For 20 years, Tom has used a closed circuit rebreather (CCR) for diving. He’s trusted his AP Diving unit, and the superb customer service from the company, through the years. 

CCRs are highly technical pieces of kit. They aren’t for everyone. The first page of the CCR manual says “this unit can kill you” if you don’t use it properly and take care of it.

You must be properly trained on this rig. No doubt about it.

You have to be willing to take exceptional care of your gear. Tom is persnickety to a fault and keeps his CCR in impeccable condition, knowing that the unit needs to be properly maintained at all times. A CCR is not like a scuba tank that you can put aside when you’re done with a dive.
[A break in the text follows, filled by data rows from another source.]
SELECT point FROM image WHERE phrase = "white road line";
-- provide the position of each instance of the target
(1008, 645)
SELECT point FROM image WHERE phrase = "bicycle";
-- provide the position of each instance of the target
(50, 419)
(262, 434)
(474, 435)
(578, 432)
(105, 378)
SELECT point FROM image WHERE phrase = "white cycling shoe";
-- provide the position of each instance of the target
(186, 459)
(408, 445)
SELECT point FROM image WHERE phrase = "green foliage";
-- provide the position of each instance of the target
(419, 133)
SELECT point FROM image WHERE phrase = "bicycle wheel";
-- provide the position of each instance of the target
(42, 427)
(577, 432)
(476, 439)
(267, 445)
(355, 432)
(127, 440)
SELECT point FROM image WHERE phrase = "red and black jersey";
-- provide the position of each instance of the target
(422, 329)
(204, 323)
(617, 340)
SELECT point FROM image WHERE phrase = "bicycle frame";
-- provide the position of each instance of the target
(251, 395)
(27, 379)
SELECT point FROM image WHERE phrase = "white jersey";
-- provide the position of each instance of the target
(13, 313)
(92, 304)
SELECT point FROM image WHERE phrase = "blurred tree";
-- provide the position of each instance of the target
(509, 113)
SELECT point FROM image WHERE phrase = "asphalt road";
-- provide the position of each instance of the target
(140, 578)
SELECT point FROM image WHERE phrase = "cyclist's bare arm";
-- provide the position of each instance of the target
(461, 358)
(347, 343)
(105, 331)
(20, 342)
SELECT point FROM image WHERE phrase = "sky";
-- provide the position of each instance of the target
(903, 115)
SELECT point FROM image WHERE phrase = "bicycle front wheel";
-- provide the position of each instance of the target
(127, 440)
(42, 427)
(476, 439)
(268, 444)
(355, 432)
No matter how tired he is after a dive, Tom always – without fail – spends as much time as necessary to clean & care for his CCR. It’s never failed him.

Tom filming Caribbean reef sharks while using his APDiving CCR.

He trusts APDiving equipment because it has not only the longest track record in the industry but also the safest. Tom uses the Inspiration Evolution CCR, which is compact, light and easy to dive with. 

With the CCR, he can stay underwater longer than when on scuba, dive quietly as no bubbles are released, and stay warmer. He really prefers being on his CCR than a noisy scuba tank!

But, as APDiving clearly states on their website, “All rebreathers require specialist training before you use them. That’s why AP Diving will only sell rebreathers to divers who are trained and qualified with an AP recognised instructor and agency. No matter how experienced or confident you are on open circuit, you’re starting again with a rebreather – and you’re always learning.”

Scuba (or “open circuit) divers know that every time you take a breath from your tank, you exhale as a stream of noisy bubbles. The deeper you go, the more gas (air) you suck from the tank. You’re bubbling away a good part of your air!

With fully closed circuit rebreathers like the AP Inspiration, all of your exhaled gas is retained within the system in a closed loop. It is then filtered, refreshed and recycled back to you to breathe again. Bubbles escape only during ascent and mask clearing.